Walton entre brio et raffinement
La Sinfonia concertante (1943) de Walton – initialement conçue comme musique de ballet – est vive et espiègne, riche en citations stylistiques de contemporains comme Stravinsky et Poulenc, mais toujours incontestablement waltonnienne. Hammond souligne le dialogue entre le piano et l'orchestre plutôt qu'un affrontement entre soliste et ensemble, avec une élégante légèreté dans le mouvement rapide et une chaleur lyrique dans l'andante. Le chef Vass maintient la sonorité légère et transparente, permettant à l'humour mordant de Walton de briller sans perdre en dramatisme.
Britten composa son Diversions (1940) pour le pianiste manchot Paul Wittgenstein. Hammond interprète les onze variations comme des miniatures, chacune avec son propre caractère : ludique, mélancolique, parfois d'une ironie mordante. Sa connaissance approfondie de cette partition – elle en a fait le sujet de sa thèse – s'entend dans son interprétation brillante. Le « Nocturne » émane une poésie fragile, tandis que les passages virtuoses ne perdent jamais leur légèreté. C'est une entente parfaite entre la soliste et l'orchestre, avec Vass en tant que chef inspiré.
Tippett's Concerto pour piano (1955) compte parmi ses œuvres les plus convaincantes. Hammond sent instinctivement comment construire les arcs de tension : son son est monumental sans excès et les moments climactiques en sont d'autant plus puissants. Dans le Molto lento e tranquillo central, la pianiste et l'orchestre naviguent dans un labyrinthe de sons et de couleurs, avec clarté et sans sombrer dans le flou. Dans la dernière partie, l'œuvre explose en une vitalité dansante où le feu d'artifice musical jaillit. Vass maintient l'orchestration parfois lourde légère, et le BBC Symphony Orchestra s'y donne corps et âme.
Bien plus que de la bravoure : Clare Hammond en tant qu'exploratrice
Hammond est réputée comme l'une des pianistes les plus curieuses et les plus polyvalentes de sa génération. Elle combine une technique claire et un toucher transparent avec une grande curiosité musicale. Des albums comme Études (2014), où les classiques côtoient de nouvelles études, son inventive Josef Mysliveček : Complete Keyboard Music et l'introspectif Fantômes et Murmures (2021) en sont la preuve.
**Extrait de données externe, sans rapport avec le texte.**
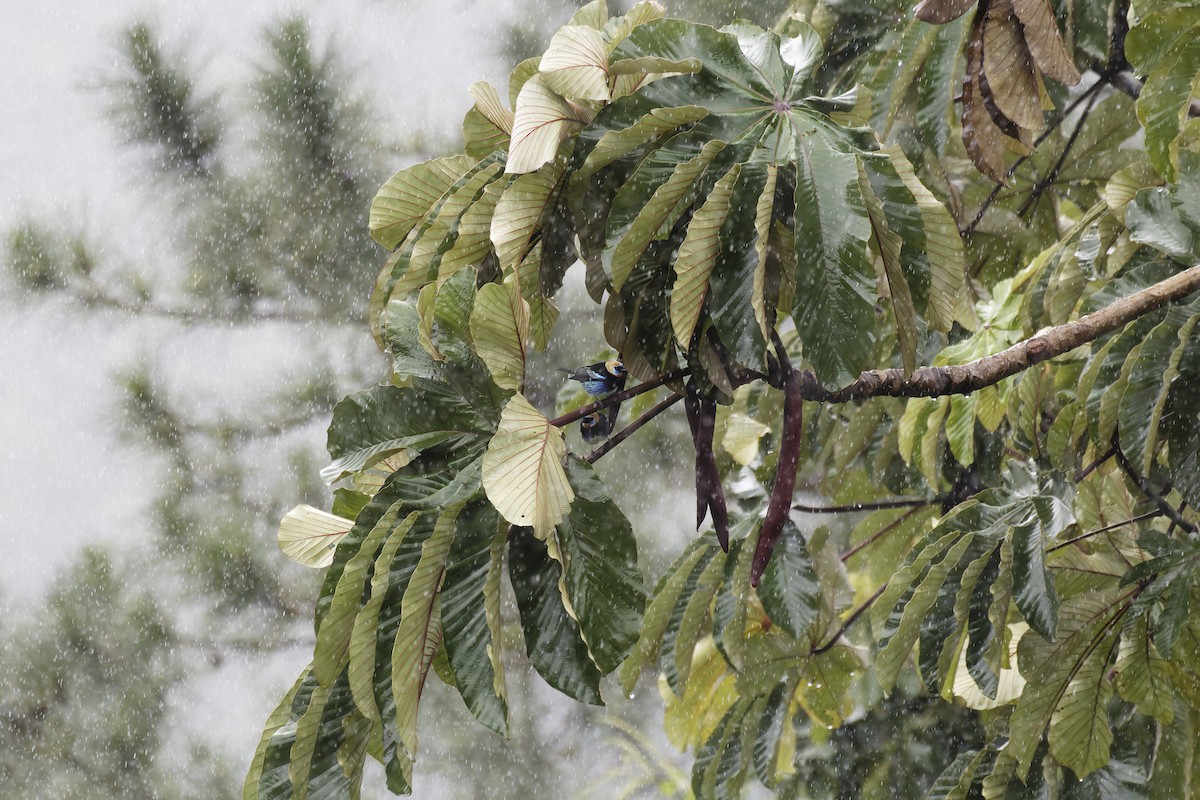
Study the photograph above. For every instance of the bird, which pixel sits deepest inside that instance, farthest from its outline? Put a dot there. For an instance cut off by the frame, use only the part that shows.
(600, 379)
(598, 425)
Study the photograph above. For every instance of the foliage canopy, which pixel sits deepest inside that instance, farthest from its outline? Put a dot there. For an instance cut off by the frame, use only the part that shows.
(762, 223)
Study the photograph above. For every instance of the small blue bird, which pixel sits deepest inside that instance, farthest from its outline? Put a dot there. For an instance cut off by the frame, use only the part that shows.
(600, 379)
(598, 425)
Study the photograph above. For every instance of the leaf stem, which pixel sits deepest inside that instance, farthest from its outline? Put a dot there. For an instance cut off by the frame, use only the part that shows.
(619, 397)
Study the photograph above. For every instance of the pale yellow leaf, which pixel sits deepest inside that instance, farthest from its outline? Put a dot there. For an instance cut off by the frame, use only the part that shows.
(309, 536)
(489, 103)
(543, 120)
(576, 62)
(523, 471)
(519, 214)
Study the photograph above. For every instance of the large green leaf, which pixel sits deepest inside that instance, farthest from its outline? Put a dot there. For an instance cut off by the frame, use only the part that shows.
(499, 330)
(789, 587)
(658, 614)
(603, 582)
(419, 635)
(1087, 637)
(834, 308)
(552, 637)
(408, 196)
(750, 107)
(471, 613)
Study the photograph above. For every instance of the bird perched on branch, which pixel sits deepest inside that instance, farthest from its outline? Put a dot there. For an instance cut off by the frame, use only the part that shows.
(598, 425)
(600, 379)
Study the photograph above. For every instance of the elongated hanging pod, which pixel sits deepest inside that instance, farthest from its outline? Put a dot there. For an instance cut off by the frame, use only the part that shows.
(709, 497)
(785, 474)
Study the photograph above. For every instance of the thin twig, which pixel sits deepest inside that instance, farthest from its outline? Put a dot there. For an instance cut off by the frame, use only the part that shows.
(1149, 515)
(850, 620)
(619, 397)
(1149, 491)
(1017, 164)
(628, 431)
(1170, 528)
(903, 503)
(1087, 470)
(880, 534)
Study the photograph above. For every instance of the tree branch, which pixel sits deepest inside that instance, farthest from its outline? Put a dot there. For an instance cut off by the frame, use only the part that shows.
(1149, 491)
(1084, 96)
(850, 620)
(880, 534)
(904, 503)
(1049, 343)
(619, 397)
(628, 431)
(1149, 515)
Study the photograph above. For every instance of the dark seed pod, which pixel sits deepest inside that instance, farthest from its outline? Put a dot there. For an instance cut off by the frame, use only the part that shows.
(785, 476)
(709, 497)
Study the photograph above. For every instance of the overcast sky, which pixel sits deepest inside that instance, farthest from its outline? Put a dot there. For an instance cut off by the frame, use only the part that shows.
(64, 480)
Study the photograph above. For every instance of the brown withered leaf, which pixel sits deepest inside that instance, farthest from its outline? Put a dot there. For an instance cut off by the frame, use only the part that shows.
(939, 12)
(1044, 41)
(1008, 66)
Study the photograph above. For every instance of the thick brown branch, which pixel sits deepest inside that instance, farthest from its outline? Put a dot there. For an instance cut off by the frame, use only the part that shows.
(1049, 343)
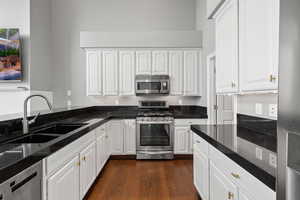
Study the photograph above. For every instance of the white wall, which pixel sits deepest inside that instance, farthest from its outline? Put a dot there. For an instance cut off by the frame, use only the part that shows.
(69, 17)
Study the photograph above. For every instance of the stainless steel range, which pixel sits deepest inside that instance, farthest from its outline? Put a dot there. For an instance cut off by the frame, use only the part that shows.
(155, 131)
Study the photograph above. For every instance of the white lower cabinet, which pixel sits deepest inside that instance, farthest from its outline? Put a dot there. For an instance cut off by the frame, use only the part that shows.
(64, 184)
(181, 140)
(217, 177)
(201, 177)
(70, 172)
(183, 136)
(87, 168)
(220, 186)
(123, 137)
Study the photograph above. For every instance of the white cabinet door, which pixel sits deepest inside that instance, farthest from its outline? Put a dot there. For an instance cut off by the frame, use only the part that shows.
(143, 62)
(127, 73)
(191, 73)
(181, 145)
(110, 72)
(201, 174)
(246, 196)
(94, 72)
(259, 31)
(220, 186)
(64, 184)
(129, 137)
(87, 168)
(176, 72)
(160, 63)
(100, 152)
(227, 48)
(116, 135)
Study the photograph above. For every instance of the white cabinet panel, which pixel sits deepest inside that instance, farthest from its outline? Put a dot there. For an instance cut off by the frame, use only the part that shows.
(94, 72)
(64, 184)
(116, 137)
(160, 63)
(191, 73)
(220, 186)
(176, 72)
(87, 168)
(181, 145)
(259, 30)
(100, 151)
(127, 73)
(110, 72)
(143, 62)
(211, 7)
(201, 174)
(129, 137)
(227, 48)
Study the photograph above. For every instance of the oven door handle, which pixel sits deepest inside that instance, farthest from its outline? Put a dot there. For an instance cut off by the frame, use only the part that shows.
(152, 122)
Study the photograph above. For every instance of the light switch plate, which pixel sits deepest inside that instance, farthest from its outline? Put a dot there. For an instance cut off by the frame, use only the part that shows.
(258, 153)
(273, 110)
(258, 108)
(273, 160)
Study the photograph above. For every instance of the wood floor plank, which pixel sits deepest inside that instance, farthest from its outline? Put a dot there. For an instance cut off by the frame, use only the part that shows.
(145, 180)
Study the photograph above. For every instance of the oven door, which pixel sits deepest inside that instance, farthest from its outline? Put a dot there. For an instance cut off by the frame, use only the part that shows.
(155, 136)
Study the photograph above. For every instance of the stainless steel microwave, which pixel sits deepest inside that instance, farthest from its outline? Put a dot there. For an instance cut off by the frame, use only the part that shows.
(152, 85)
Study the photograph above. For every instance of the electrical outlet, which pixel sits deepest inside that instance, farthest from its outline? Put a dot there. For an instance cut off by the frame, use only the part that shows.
(69, 103)
(258, 109)
(273, 160)
(259, 153)
(180, 101)
(273, 110)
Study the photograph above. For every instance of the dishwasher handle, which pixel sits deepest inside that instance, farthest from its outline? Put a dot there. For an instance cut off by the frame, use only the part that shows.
(23, 182)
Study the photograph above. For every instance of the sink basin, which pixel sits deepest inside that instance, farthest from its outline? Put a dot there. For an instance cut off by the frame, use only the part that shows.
(34, 138)
(60, 129)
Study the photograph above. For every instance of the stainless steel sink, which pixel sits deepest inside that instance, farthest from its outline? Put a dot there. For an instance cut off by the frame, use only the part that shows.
(33, 138)
(60, 129)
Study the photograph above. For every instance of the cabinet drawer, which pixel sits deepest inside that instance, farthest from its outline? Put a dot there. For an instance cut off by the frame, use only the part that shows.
(245, 180)
(200, 144)
(60, 157)
(186, 122)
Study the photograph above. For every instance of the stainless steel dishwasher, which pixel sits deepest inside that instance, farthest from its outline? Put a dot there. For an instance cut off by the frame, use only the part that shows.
(24, 186)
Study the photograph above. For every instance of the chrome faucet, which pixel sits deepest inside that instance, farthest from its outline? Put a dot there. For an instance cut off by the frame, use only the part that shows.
(25, 121)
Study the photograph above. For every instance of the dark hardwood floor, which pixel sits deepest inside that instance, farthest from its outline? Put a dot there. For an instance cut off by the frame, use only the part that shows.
(145, 180)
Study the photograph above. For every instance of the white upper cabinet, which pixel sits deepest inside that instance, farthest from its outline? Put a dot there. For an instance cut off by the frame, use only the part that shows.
(143, 62)
(259, 31)
(191, 73)
(227, 48)
(110, 72)
(94, 72)
(176, 72)
(160, 63)
(127, 73)
(212, 6)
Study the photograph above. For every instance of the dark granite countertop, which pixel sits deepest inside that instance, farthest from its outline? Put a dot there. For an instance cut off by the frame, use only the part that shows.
(239, 143)
(14, 158)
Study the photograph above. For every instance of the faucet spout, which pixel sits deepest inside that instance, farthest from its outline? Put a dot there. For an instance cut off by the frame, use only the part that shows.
(25, 121)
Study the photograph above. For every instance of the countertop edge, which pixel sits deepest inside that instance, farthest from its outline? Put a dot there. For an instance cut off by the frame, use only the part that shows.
(257, 172)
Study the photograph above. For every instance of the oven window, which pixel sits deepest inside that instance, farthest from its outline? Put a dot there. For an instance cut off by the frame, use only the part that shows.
(155, 135)
(149, 86)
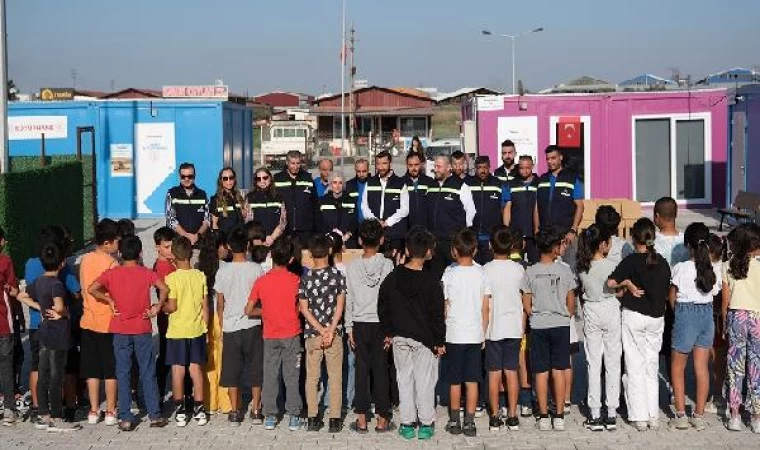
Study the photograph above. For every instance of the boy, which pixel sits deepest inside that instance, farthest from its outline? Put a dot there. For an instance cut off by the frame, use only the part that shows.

Hammond n'est pas seulement une soliste virtuose, mais aussi une musicienne de chambre passionnante et une avocate de la musique contemporaine.
Sa reconnaissance internationale – comme son prix du Young Artist Award de la Royal Philharmonic Society – émane de sa vision originale, ses choix subtils et son audace à explorer des territoires inconnus. Cet enregistrement en est un parfait exemple : Hammond réévalue les œuvres maîtresses oubliées de manière singulière et approfondie.
« Conclusion : Un incontournable »
Concertos pour piano britanniques : Walton, Britten & Tippett est un disque aussi captivant par le programme que par l'exécution expressive et subtile. Hammond fait sonner les partitions souvent complexes comme si elles allaient de soi : intelligent, émotionnel et toujours en dialogue avec l'orchestre. Pour ceux qui veulent enrichir leur répertoire et découvrir la richesse du modernisme britannique, le disque de Hammond est un incontournable.
Un plaidoyer excellent pour le concerto pour piano britannique, avec Clare Hammond comme ambassadrice convaincante.